Une prise en charge holistique pour une meilleure qualité de vie

  • Orientation des patients vers des structures spécialisées ;
  • Organisation de groupes de parole et d’éducation thérapeutique dans 11 antennes régionales ;
  • Séances de coaching et de soutien psychologique avec des experts ;
  • Mise en place d’activités génératrices de revenus pour renforcer l’autonomie financière des patients ;
  • Collaboration avec les mutuelles de santé pour faciliter l’accès aux soins.

Ces initiatives visent à redonner espoir et dignité aux patients, tout en renforçant leur intégration sociale et professionnelle.
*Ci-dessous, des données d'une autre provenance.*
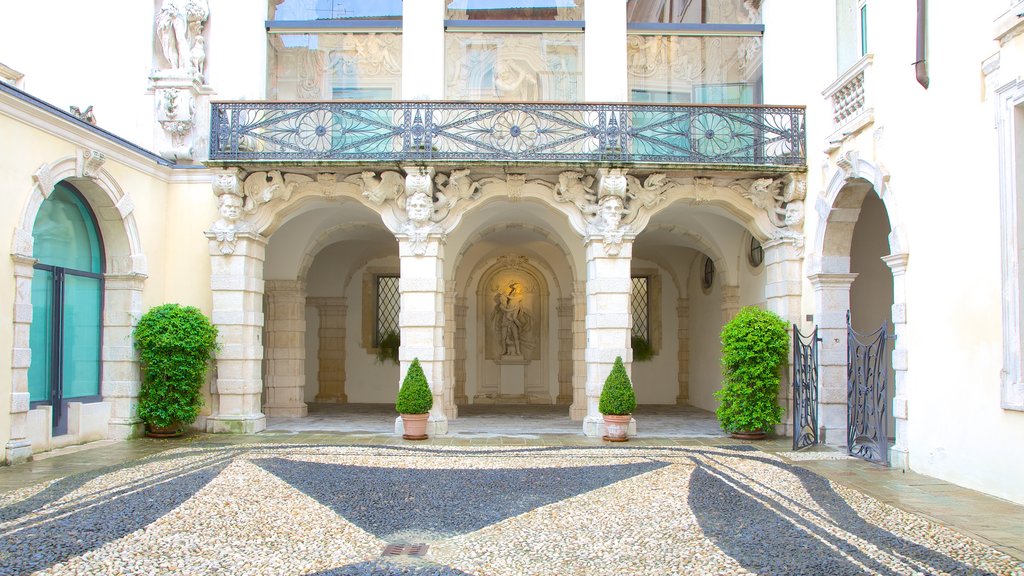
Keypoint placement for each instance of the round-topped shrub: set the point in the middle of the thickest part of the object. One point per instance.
(755, 344)
(175, 345)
Des avancées significatives, mais des défis persistants

Grâce aux efforts conjugués des autorités, des partenaires et de la société civile, la drépanocytose est aujourd’hui mieux reconnue dans les politiques de santé publique. Un plan stratégique national a été élaboré par le ministère de la Santé, et des ressources sont mobilisées pour sa mise en œuvre.

Cependant, des obstacles majeurs subsistent :

  • L’accès limité au dépistage et au diagnostic dans les zones périphériques ;
  • La difficulté d’approvisionnement en médicaments essentiels (hydroxyurée, antidouleurs, antibiotiques) ;
  • L’accès aux vaccins contre les maladies évitables ;
  • La prise en charge des complications et des transfusions sanguines.

Pour la Dre Berges, il est urgent d’amplifier les actions, notamment en vulgarisant le dépistage néonatal et précoce, et en renforçant la coordination entre le ministère de la Santé et ses partenaires. « Le cri silencieux des patients doit être entendu », déclare-t-elle, soulignant que cette lutte est aussi une quête de dignité et d’espoir.

Malgré les défis, son engagement reste inébranlable. Avec détermination, elle continue de porter cette cause, convaincue que chaque effort compte pour offrir une vie épanouie aux personnes atteintes de drépanocytose.